In 1885 Théon married Mary Chrystine Woodroffe Ware (Alma Théon), and the following year the couple moved to Paris. In December 1887, the Théons left France for Algiers, where they were later joined by Alma Théon's friend Augusta Roife (Miss Teresa), and acquired a large estate in Zarif, a suburb of Tlemcen, Algeria. However Théon would still go on frequent visits to Paris.

Théon gathered a number of students, including Louis Themanlys and Charles Barlet, and they established the Cosmic Movement. This was based on material, called the Cosmic Tradition, received or perhaps channelled by Théon's wife. They established the journal Cosmic Review, for the "study and re-establishment of the original Tradition." Théon stated that his wife Alma was the moving spirit behind this idea, and without her the Tradition and the Cosmic Philosophy would never have come about.

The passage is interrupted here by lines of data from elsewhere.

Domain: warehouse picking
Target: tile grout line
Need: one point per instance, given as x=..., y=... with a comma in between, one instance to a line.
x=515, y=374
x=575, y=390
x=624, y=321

Louis was a friend of Matteo Alfassa, the brother of Mirra Alfassa (who would later associate with Sri Aurobindo and take the title The Mother), and in 1905 or 1906 Mirra travelled to Tlemcen to study occultism under Théon (Sujata Nahar, Mirra the Occultist). Alfassa mentions that Sri Aurobindo and Théon had independently and at the same time arrived at some similar conclusions about evolution of human consciousness without having met each other. Alfassa's design of Sri Aurobindo's symbol is very similar to that of Théon's, with only small changes in the proportions of the central square (Mother's Agenda, vol 3, p. 454, dated December 15, 1962).

The death of his wife in 1908 was a huge blow to Théon, from which he never really recovered. He fell into a deep depression, and cancelled the Cosmic Movement. During this time he was cared for by his followers. He recovered somewhat but never retained his former status. Théon died at Tlemcen on 4 March 1927.